STAT 29000: Project 14 — Spring 2022

Motivation: Rearranging data to and from "long" and "wide" formats sounds like a difficult task, however, tidyverse has a variety of function that make it easy.

Context: This is the last project for the course. This project has a focus on how data can change when grouped differently, and using the pivot functions.

Scope: R, tidyverse, ggplot

Learning Objectives
  • Use mutate, pivot, unite, filter, and arrange to wrangle data and solve data-driven problems.

  • Combine different data using joins (left_join, right_join, semi_join, anti_join), and bind_rows.

  • Group data and calculate aggregated statistics using group_by, mutate, summarize, and transform functions.

  • Demonstrate the ability to create basic graphs with default settings, in ggplot.

  • Demonstrate the ability to modify axes labels and titles.

Make sure to read about, and use the template found here, and the important information about projects submissions here.

Dataset(s)

The following questions will use the following dataset(s):

  • /depot/datamine/data/death_records/DeathRecords.csv

Questions

Question 1

Calculate the average age of death for each of the MaritalStatus values and create a barplot using ggplot and geom_col.

Items to submit
  • Code used to solve this problem.

  • Output from running the code.

Question 2

Now, let’s further group our data by Sex to see how the patterns change (if at all). Create a side-by-side bar plot where Sex is shown for each of the 5 MaritalStatus values.

Items to submit
  • Code used to solve this problem.

  • Output from running the code.

Question 3

In the previous question, before you piped the data into ggplot functions, you likely used group_by and summarize. Take, for example, the following.

dat %>%
    group_by(MaritalStatus, Sex) %>%
    summarize(age_of_death=mean(Age))
output
MaritalStatus	Sex	age_of_death
<chr>	<chr>	<dbl>
D	F	70.34766
D	M	65.60564
M	F	69.81002
M	M	73.05787
S	F	56.83075
S	M	49.12891
U	F	80.80274
U	M	80.27476
W	F	85.69817
W	M	83.98783

Is this data "long" or "wide"?

There are multiple ways we could make this data "wider". Let’s say, for example, we want to rearrange the data so that we have the MaritalStatus column, a M column, and F column. The M column contains the average age of death for males and the F column the same for females. While this may sound complicated to do, pivot_wider makes this very easy.
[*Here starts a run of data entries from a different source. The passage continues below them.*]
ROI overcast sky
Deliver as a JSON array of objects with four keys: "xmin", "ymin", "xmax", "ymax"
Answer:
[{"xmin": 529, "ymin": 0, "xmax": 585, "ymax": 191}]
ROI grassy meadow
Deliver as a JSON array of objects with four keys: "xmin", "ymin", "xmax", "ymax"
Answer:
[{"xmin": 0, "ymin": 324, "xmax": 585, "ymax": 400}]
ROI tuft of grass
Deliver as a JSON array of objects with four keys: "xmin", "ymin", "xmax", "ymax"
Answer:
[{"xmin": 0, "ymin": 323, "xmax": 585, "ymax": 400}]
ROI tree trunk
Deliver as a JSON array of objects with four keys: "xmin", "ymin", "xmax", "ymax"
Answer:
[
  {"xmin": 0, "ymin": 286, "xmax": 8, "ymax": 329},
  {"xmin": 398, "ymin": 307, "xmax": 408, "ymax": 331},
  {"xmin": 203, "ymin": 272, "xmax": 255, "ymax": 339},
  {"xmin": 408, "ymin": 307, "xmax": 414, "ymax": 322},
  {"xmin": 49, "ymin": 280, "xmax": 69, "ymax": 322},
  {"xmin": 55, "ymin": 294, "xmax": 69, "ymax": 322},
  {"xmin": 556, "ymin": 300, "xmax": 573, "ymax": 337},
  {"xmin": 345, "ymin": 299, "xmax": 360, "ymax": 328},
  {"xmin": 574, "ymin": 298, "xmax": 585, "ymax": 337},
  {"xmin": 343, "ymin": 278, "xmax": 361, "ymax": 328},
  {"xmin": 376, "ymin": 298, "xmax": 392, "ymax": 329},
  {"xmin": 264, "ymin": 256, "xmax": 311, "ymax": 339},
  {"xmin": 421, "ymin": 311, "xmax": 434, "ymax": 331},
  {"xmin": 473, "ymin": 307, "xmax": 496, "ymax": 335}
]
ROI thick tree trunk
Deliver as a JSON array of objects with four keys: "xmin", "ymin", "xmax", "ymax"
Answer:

Use pivot_wider to rearrange the data as described.

Items to submit
  • Code used to solve this problem.

  • Output from running the code.

Question 4

Create a ggplot plot for each month. Each plot should be a barplot with the as.factor(DayOfWeekOfDeath) on the x-axis and the count on the y-axis. The code below provides some structure to help get you started.

g <- list() # to save plots to
for (i in 1:12) {
    g[[i]] <- dat %>%
        filter(...) %>%
        ggplot() +
        geom_bar(...)
}

library(patchwork)
library(repr)

# change plot size to 12 by 12
options(repr.plot.width=12, repr.plot.height=12)

# use patchwork to display all plots in a grid
# https://cran.r-project.org/web/packages/patchwork/vignettes/patchwork.html
Items to submit
  • Code used to solve this problem.

  • Output from running the code.

Question 5

Question 4 is a bit tedious. tidyverse provides a much more ergonomic way to create plots like this. Use facet_wrap to create the same plot.

You do not need to use a loop to solve this problem anymore. In face, you only need to add 1 more line of code to this part.

dat %>%
    filter(....) %>%
    ggplot() +
    geom_bar(...) +
    # new stuff here

Are there any patterns in the data that you find interesting?

Items to submit
  • Code used to solve this problem.

  • Output from running the code.

Question 6

It has been a fun year. We hope that you learned something new!

  • Write down 3 (or more) of your least favorite topics and/or projects from this past year (for STAT 29000).

  • Write down 3 (or more) of your favorite projects and/or topics you wish you were able to learn more about.

Items to submit
  • Code used to solve this problem.

  • Output from running the code.

Please make sure to double check that your submission is complete, and contains all of your code and output before submitting. If you are on a spotty internet connect ion, it is recommended to download your submission after submitting it to make sure what you think you submitted, was what you actually submitted.

In addition, please review our submission guidelines before submitting your project.